Peter Balette

Personal information
- Date of birth: 11 April 1961 (age 65)
- Place of birth: Heusden, Belgium
- Position: Midfielder^{[citation needed]}

Senior career*
- Years: Team / Apps / (Gls)
- 1979–1983: SK Heusden
- 1983–1986: Berkenbos VV
- 1986–1989: Tervant AC
- 1989–1993: SK Heusden
- 1993–1996: Lanaken VV^{[citation needed]}

Managerial career
- 1996–1998: K. Kabouters Opglabbeek
- 1998–2001: Verbroedering Meerhout
- 2001–2005: Heusden-Zolder
- 2005–2006: KVSK United
- 2007–2011: Club Brugge (assistant)
- 2011–2013: Standard Liège (assistant and caretaker)
- 2013–2014: Gent (assistant)
- 2014: Gent (caretaker)
- 2015–2016: Genk (assistant)
- 2016–2017: Gent (assistant)
- 2017: Gent (caretaker)
- 2017–2020: Gent (assistant)
- 2020: Gent (technical director)
- 2020-2021: Gent (assistant)
- 2021-2024: Gent (teammanager)
- 2024: Schalke 04 (assistant)
- 2026-: Genk (assistant)

= Peter Balette =

Belgian football coach

Peter Balette (born 11 April 1961) is a Belgian football coach. He is currently technical director at K.A.A. Gent.

==Coaching career==
As of 9 June 2007, he was working at Club Brugge, first as the assistant to Jacky Mathijssen, and later on as the assistant to Matthijssens' successor, Adrie Koster.
In June 2011, the contract between Club Bruges and Balette was broken by mutual agreement. He became the assistant coach at Standard Liège from June 2011, under José Riga, and, starting on 29 May 2012, under Ron Jans.
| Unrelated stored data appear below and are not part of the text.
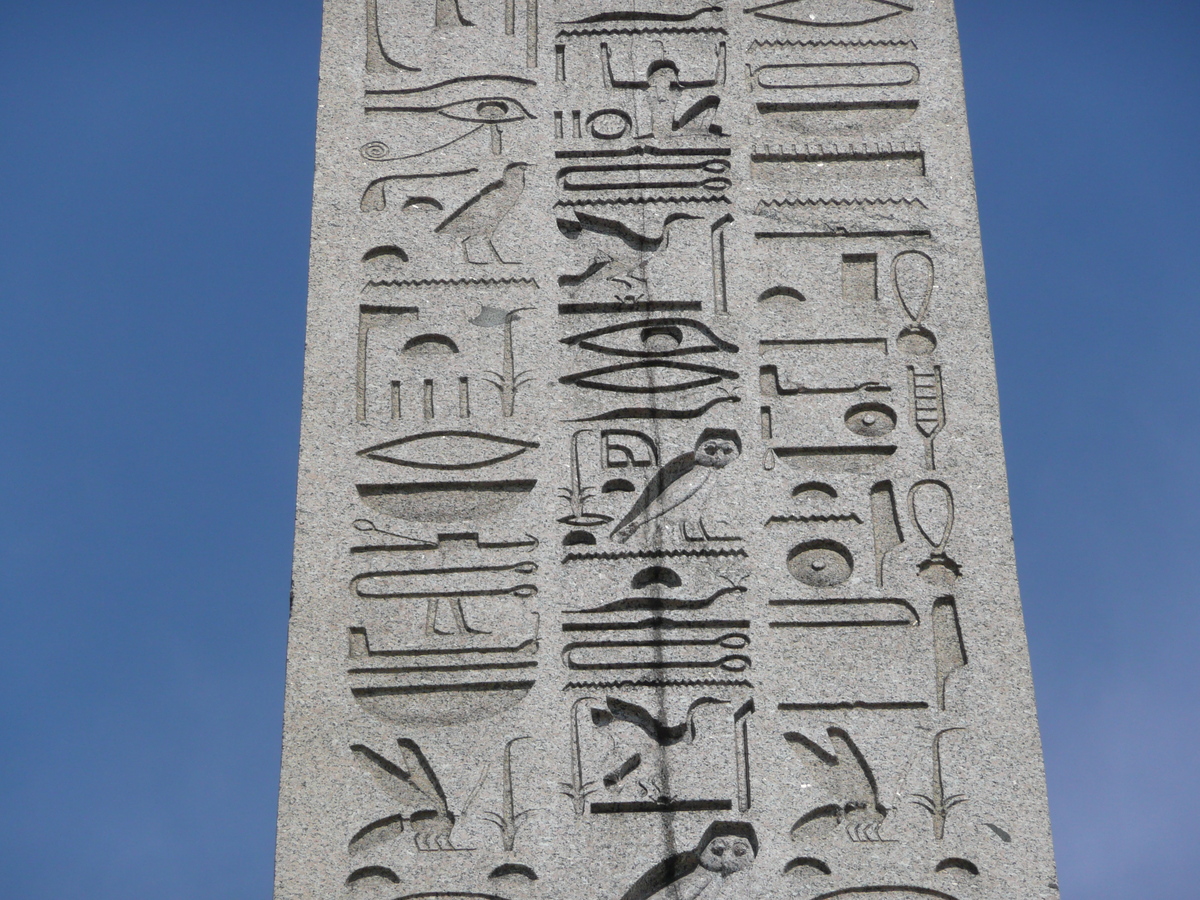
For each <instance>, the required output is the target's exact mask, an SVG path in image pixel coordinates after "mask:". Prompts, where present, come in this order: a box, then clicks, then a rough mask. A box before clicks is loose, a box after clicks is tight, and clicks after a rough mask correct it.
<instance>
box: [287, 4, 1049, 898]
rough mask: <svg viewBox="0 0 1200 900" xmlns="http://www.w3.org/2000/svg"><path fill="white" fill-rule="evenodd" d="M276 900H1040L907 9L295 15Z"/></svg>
mask: <svg viewBox="0 0 1200 900" xmlns="http://www.w3.org/2000/svg"><path fill="white" fill-rule="evenodd" d="M320 73H322V77H320V98H319V116H318V119H319V125H318V143H317V169H316V191H314V212H313V232H312V269H311V294H310V300H308V331H307V356H306V368H305V397H304V426H302V440H301V457H300V485H299V500H298V512H296V544H295V571H294V589H293V604H292V612H290V637H289V649H288V672H287V712H286V724H284V739H283V772H282V786H281V797H280V822H278V850H277V870H276V893H275V896H276V899H277V900H300V899H301V898H305V899H312V900H317V899H319V900H332V899H334V898H365V899H367V900H394V899H395V898H408V899H415V898H436V899H437V900H566V899H568V898H588V899H589V900H590V899H595V900H649V899H650V898H655V899H656V900H658V899H660V898H661V900H668V899H670V900H697V899H698V898H702V900H716V899H718V898H719V896H720V898H725V899H727V900H737V899H739V898H745V899H746V900H748V899H749V898H780V899H785V898H786V899H787V900H793V899H797V900H820V899H822V898H847V899H862V900H865V899H866V898H876V896H878V898H882V899H894V900H913V899H914V898H941V899H942V900H1016V899H1020V900H1036V899H1039V898H1045V899H1051V898H1056V896H1057V887H1056V883H1055V868H1054V854H1052V847H1051V839H1050V823H1049V816H1048V809H1046V794H1045V787H1044V775H1043V769H1042V752H1040V745H1039V737H1038V726H1037V716H1036V708H1034V698H1033V689H1032V680H1031V674H1030V666H1028V658H1027V650H1026V641H1025V632H1024V626H1022V619H1021V606H1020V599H1019V594H1018V584H1016V571H1015V562H1014V554H1013V542H1012V532H1010V522H1009V511H1008V498H1007V485H1006V474H1004V461H1003V451H1002V445H1001V434H1000V416H998V407H997V395H996V383H995V373H994V362H992V354H991V338H990V330H989V320H988V302H986V289H985V284H984V272H983V260H982V252H980V240H979V228H978V216H977V210H976V199H974V188H973V181H972V168H971V152H970V143H968V136H967V127H966V112H965V107H964V95H962V78H961V67H960V60H959V47H958V35H956V29H955V19H954V10H953V4H952V1H950V0H776V1H775V2H761V4H755V2H752V1H751V2H745V1H744V2H742V4H737V5H716V4H714V2H707V1H702V0H696V1H695V2H682V0H629V2H625V1H624V0H521V1H520V2H518V1H517V0H326V1H325V19H324V40H323V49H322V66H320Z"/></svg>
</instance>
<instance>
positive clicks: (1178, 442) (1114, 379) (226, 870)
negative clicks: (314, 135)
mask: <svg viewBox="0 0 1200 900" xmlns="http://www.w3.org/2000/svg"><path fill="white" fill-rule="evenodd" d="M959 16H960V26H961V29H962V38H964V50H965V55H966V78H967V101H968V107H970V113H971V126H972V132H973V142H974V151H976V167H977V176H978V186H979V199H980V206H982V211H983V232H984V250H985V257H986V263H988V276H989V286H990V292H991V311H992V320H994V324H995V336H996V349H997V359H998V368H1000V384H1001V400H1002V404H1003V406H1002V408H1003V416H1004V437H1006V442H1007V450H1008V463H1009V474H1010V479H1012V488H1013V508H1014V515H1015V528H1016V545H1018V558H1019V563H1020V575H1021V584H1022V593H1024V598H1025V610H1026V619H1027V624H1028V630H1030V641H1031V647H1032V653H1033V665H1034V674H1036V678H1037V688H1038V698H1039V706H1040V716H1042V727H1043V737H1044V740H1045V751H1046V764H1048V768H1049V779H1050V798H1051V814H1052V817H1054V824H1055V834H1056V840H1057V851H1058V860H1060V869H1061V872H1060V874H1061V884H1062V888H1063V895H1064V896H1066V898H1068V899H1069V900H1075V899H1079V900H1084V899H1086V900H1118V899H1120V900H1129V898H1136V899H1138V900H1180V898H1186V896H1195V895H1196V894H1195V892H1196V890H1198V887H1196V886H1198V883H1200V851H1198V847H1200V815H1198V809H1200V775H1198V770H1200V764H1198V758H1200V751H1198V746H1200V722H1198V718H1200V716H1198V708H1200V658H1198V652H1196V650H1198V646H1200V602H1198V600H1196V586H1198V584H1200V553H1198V552H1196V545H1198V541H1200V502H1198V500H1200V491H1198V487H1200V486H1198V480H1200V458H1198V446H1200V439H1198V438H1200V403H1198V392H1196V388H1198V385H1200V352H1198V343H1196V338H1198V335H1200V296H1198V295H1200V278H1198V271H1196V270H1198V263H1200V217H1198V215H1196V210H1198V199H1200V197H1198V179H1200V155H1198V149H1200V134H1198V127H1200V115H1198V106H1200V90H1198V89H1200V53H1198V49H1196V48H1198V40H1200V4H1196V1H1195V0H1156V1H1154V2H1139V4H1130V2H1128V0H1126V1H1124V2H1117V1H1116V0H1006V1H1004V2H1000V1H998V0H959ZM319 17H320V10H319V4H318V2H317V0H187V1H186V2H185V1H184V0H92V1H91V2H86V1H85V0H56V2H46V1H44V0H43V1H42V2H28V1H26V2H17V0H0V84H4V89H2V90H0V373H2V374H0V378H2V385H4V386H2V390H0V721H2V725H0V812H2V815H0V886H4V887H2V888H0V893H2V894H4V895H5V896H11V898H20V899H22V900H41V899H42V898H47V899H49V898H54V899H55V900H58V899H59V898H67V896H85V898H88V899H89V900H109V898H112V899H113V900H116V899H118V898H119V899H120V900H143V899H144V900H174V899H176V898H178V899H186V900H192V899H193V898H194V899H196V900H202V899H203V900H211V899H212V898H221V899H222V900H241V899H242V898H245V899H246V900H250V899H251V898H256V899H259V898H268V896H269V895H270V889H271V862H272V860H271V854H272V844H274V824H275V823H274V820H275V796H276V780H277V774H278V745H280V724H281V708H282V691H283V665H284V638H286V626H287V598H288V578H289V564H290V544H292V533H290V529H292V511H293V496H294V479H295V462H296V461H295V457H296V439H298V430H299V408H300V376H301V362H302V352H304V311H305V281H306V264H307V236H308V204H310V191H311V176H312V145H313V126H314V112H316V73H317V53H318V41H319V26H320V22H319ZM1014 900H1018V899H1015V898H1014Z"/></svg>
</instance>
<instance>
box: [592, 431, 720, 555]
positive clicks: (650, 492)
mask: <svg viewBox="0 0 1200 900" xmlns="http://www.w3.org/2000/svg"><path fill="white" fill-rule="evenodd" d="M740 455H742V440H740V438H738V433H737V432H736V431H733V430H731V428H704V431H702V432H701V433H700V438H698V439H697V440H696V446H695V448H694V449H692V450H689V451H688V452H685V454H680V455H679V456H677V457H676V458H673V460H672V461H671V462H668V463H667V464H666V466H664V467H662V468H661V469H659V470H658V473H656V474H655V475H654V478H652V479H650V481H649V482H648V484H647V485H646V490H644V491H642V496H641V497H638V498H637V502H636V503H634V505H632V508H631V509H630V510H629V512H628V514H626V515H625V517H624V518H623V520H620V522H619V523H618V524H617V527H616V528H614V529H613V530H612V538H613V539H614V540H617V541H619V542H622V544H624V542H625V541H628V540H629V539H630V538H632V536H634V535H635V534H636V533H637V532H638V529H641V528H643V527H646V526H647V524H649V523H650V522H654V521H655V520H658V518H661V517H662V516H665V515H666V514H668V512H671V511H672V510H676V509H677V508H679V506H683V505H684V504H685V503H686V504H689V510H688V511H691V510H696V511H697V515H698V510H700V509H701V508H702V506H703V505H704V494H706V493H707V490H708V487H709V486H710V484H712V482H713V480H714V479H715V475H716V473H718V472H720V470H721V469H724V468H725V467H726V466H728V464H730V463H731V462H733V461H734V460H737V458H738V456H740Z"/></svg>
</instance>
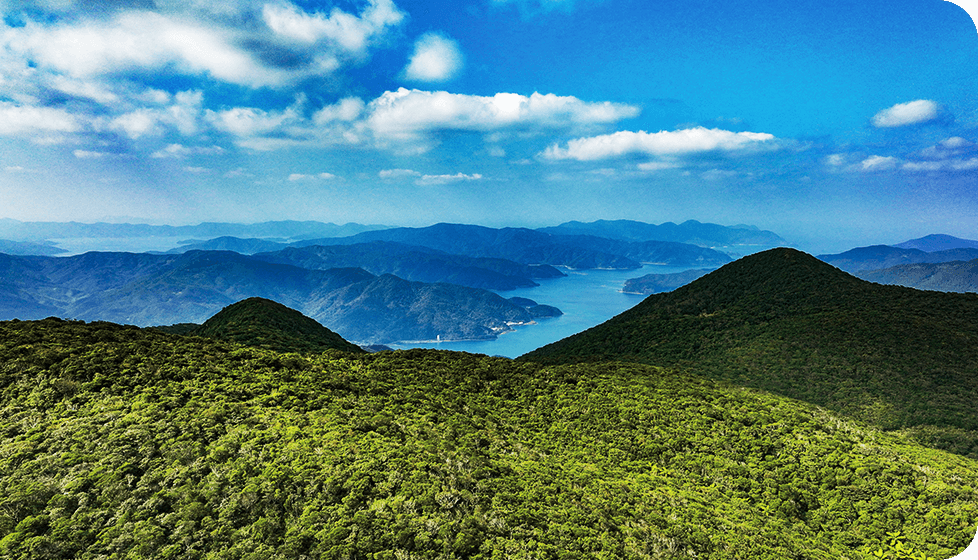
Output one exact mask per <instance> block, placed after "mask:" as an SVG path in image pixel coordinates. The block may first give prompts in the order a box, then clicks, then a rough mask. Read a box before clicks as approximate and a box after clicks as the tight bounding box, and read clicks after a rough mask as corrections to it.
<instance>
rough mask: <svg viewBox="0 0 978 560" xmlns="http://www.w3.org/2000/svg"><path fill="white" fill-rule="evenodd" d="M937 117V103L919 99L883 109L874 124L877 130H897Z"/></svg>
mask: <svg viewBox="0 0 978 560" xmlns="http://www.w3.org/2000/svg"><path fill="white" fill-rule="evenodd" d="M937 116H938V107H937V103H935V102H933V101H930V100H927V99H918V100H916V101H910V102H908V103H898V104H896V105H894V106H892V107H890V108H888V109H883V110H882V111H880V112H879V113H876V115H874V116H873V120H872V122H873V126H875V127H876V128H895V127H899V126H908V125H912V124H919V123H923V122H927V121H931V120H934V119H936V118H937Z"/></svg>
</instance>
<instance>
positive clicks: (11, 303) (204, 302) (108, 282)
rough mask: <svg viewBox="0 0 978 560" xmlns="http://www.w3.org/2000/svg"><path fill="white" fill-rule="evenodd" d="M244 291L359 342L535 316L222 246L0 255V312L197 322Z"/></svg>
mask: <svg viewBox="0 0 978 560" xmlns="http://www.w3.org/2000/svg"><path fill="white" fill-rule="evenodd" d="M250 297H261V298H265V299H270V300H273V301H277V302H279V303H281V304H283V305H286V306H288V307H291V308H293V309H296V310H298V311H300V312H302V313H304V314H305V315H308V316H310V317H312V318H313V319H315V320H316V321H319V322H320V323H322V324H323V325H325V326H327V327H328V328H329V329H331V330H333V331H335V332H337V333H339V334H340V335H341V336H343V337H344V338H345V339H347V340H354V341H357V342H364V343H385V342H396V341H399V340H435V339H436V338H437V337H439V336H440V337H441V338H442V339H443V340H470V339H490V338H493V337H495V336H496V335H498V334H500V333H504V332H507V331H510V330H512V325H514V324H529V323H532V322H533V321H534V320H535V319H536V318H540V317H542V316H543V315H541V314H540V313H537V312H531V310H528V309H526V308H524V307H523V306H520V305H516V304H513V303H511V302H509V301H508V300H506V299H505V298H503V297H502V296H500V295H498V294H496V293H493V292H489V291H487V290H481V289H476V288H468V287H464V286H456V285H452V284H446V283H436V284H426V283H420V282H408V281H406V280H403V279H400V278H396V277H394V276H391V275H389V274H385V275H381V276H375V275H373V274H370V273H369V272H367V271H365V270H363V269H360V268H332V269H328V270H310V269H306V268H301V267H298V266H292V265H287V264H278V263H273V262H266V261H265V260H262V259H260V258H257V257H254V256H245V255H239V254H237V253H234V252H230V251H189V252H187V253H183V254H178V255H153V254H145V253H140V254H135V253H97V252H92V253H85V254H83V255H77V256H71V257H14V256H9V255H2V254H0V319H11V318H17V319H39V318H43V317H50V316H60V317H72V318H77V319H84V320H104V321H114V322H117V323H131V324H135V325H141V326H149V325H167V324H173V323H200V322H203V321H204V320H206V319H208V318H209V317H211V316H212V315H214V314H215V313H217V312H218V311H220V310H221V309H222V308H223V307H226V306H228V305H231V304H232V303H235V302H237V301H240V300H243V299H247V298H250ZM536 311H540V310H536ZM551 315H552V314H551Z"/></svg>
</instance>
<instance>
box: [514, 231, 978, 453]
mask: <svg viewBox="0 0 978 560" xmlns="http://www.w3.org/2000/svg"><path fill="white" fill-rule="evenodd" d="M520 359H521V360H528V361H539V362H545V363H572V362H582V361H588V362H598V361H608V360H621V361H629V362H640V363H647V364H655V365H659V366H671V367H680V368H684V369H688V370H690V371H695V372H697V373H700V374H703V375H706V376H709V377H712V378H715V379H719V380H723V381H725V382H729V383H733V384H737V385H744V386H748V387H755V388H759V389H765V390H769V391H772V392H775V393H778V394H781V395H786V396H789V397H793V398H797V399H801V400H805V401H808V402H811V403H815V404H818V405H821V406H824V407H827V408H829V409H831V410H833V411H835V412H839V413H844V414H846V415H850V416H853V417H855V418H859V419H861V420H864V421H867V422H870V423H873V424H874V425H877V426H880V427H883V428H886V429H905V430H908V431H910V432H912V433H913V434H914V435H915V437H917V438H918V439H919V440H921V441H924V442H927V443H928V444H931V445H935V446H938V447H942V448H945V449H950V450H953V451H955V452H957V453H962V454H966V455H970V456H978V413H976V412H975V407H974V403H975V402H978V295H976V294H952V293H939V292H924V291H918V290H914V289H910V288H903V287H898V286H881V285H877V284H872V283H869V282H866V281H863V280H860V279H858V278H855V277H853V276H850V275H849V274H847V273H845V272H842V271H841V270H838V269H836V268H834V267H832V266H830V265H828V264H826V263H824V262H822V261H820V260H818V259H816V258H815V257H812V256H810V255H807V254H805V253H802V252H799V251H796V250H793V249H773V250H770V251H765V252H762V253H757V254H755V255H752V256H749V257H744V258H742V259H740V260H738V261H736V262H734V263H731V264H729V265H726V266H724V267H722V268H720V269H719V270H716V271H714V272H712V273H710V274H708V275H706V276H704V277H702V278H700V279H698V280H696V281H694V282H692V283H690V284H688V285H686V286H683V287H681V288H678V289H676V290H675V291H673V292H669V293H663V294H654V295H651V296H649V297H648V298H646V299H645V300H643V301H642V302H641V303H640V304H638V305H636V306H635V307H634V308H632V309H630V310H628V311H626V312H624V313H622V314H621V315H618V316H617V317H614V318H613V319H611V320H609V321H607V322H605V323H603V324H601V325H598V326H596V327H594V328H592V329H589V330H587V331H585V332H583V333H580V334H577V335H574V336H571V337H569V338H567V339H564V340H561V341H558V342H555V343H553V344H550V345H548V346H545V347H543V348H540V349H538V350H536V351H534V352H530V353H529V354H527V355H525V356H522V357H521V358H520Z"/></svg>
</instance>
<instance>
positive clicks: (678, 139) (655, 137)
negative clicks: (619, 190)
mask: <svg viewBox="0 0 978 560" xmlns="http://www.w3.org/2000/svg"><path fill="white" fill-rule="evenodd" d="M775 141H776V138H775V137H774V136H773V135H771V134H767V133H762V132H731V131H729V130H720V129H716V128H714V129H707V128H704V127H696V128H689V129H684V130H675V131H660V132H654V133H649V132H645V131H639V132H631V131H627V130H626V131H619V132H615V133H613V134H603V135H600V136H591V137H585V138H578V139H576V140H571V141H569V142H568V143H567V147H566V148H562V147H561V146H559V145H558V144H553V145H551V146H550V147H549V148H547V149H546V150H544V152H543V153H542V154H541V155H542V156H543V157H544V158H546V159H550V160H565V159H573V160H578V161H593V160H599V159H607V158H612V157H618V156H623V155H629V154H648V155H656V156H675V155H682V154H690V153H696V152H709V151H725V152H732V151H738V150H747V149H751V148H757V147H771V146H774V147H776V146H777V143H776V142H775Z"/></svg>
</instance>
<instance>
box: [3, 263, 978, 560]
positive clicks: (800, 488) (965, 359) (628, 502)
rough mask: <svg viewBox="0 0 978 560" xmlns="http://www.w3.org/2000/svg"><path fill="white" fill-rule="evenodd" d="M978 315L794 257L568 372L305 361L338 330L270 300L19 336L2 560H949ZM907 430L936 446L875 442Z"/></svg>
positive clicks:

After Jans' dismissal on 23 October 2012, he was the interim head coach, and on 27 October 2012, he became the assistant to Mircea Rednic. Before the start of the 2013–14 season, he was fired along with Rednic. When Rednic signed at KAA Gent on 1 October 2013, he took Balette as his assistant. On 9 April 2014, Balette became the head coach, assisted by Bernd Thijs, after Rednic was sent away due to disappointing results. In the 2015–2016 season, he was the assistant coach at K.R.C. Genk, with head coach Peter Maes. After one season at Genk, he returned to K.A.A. Gent.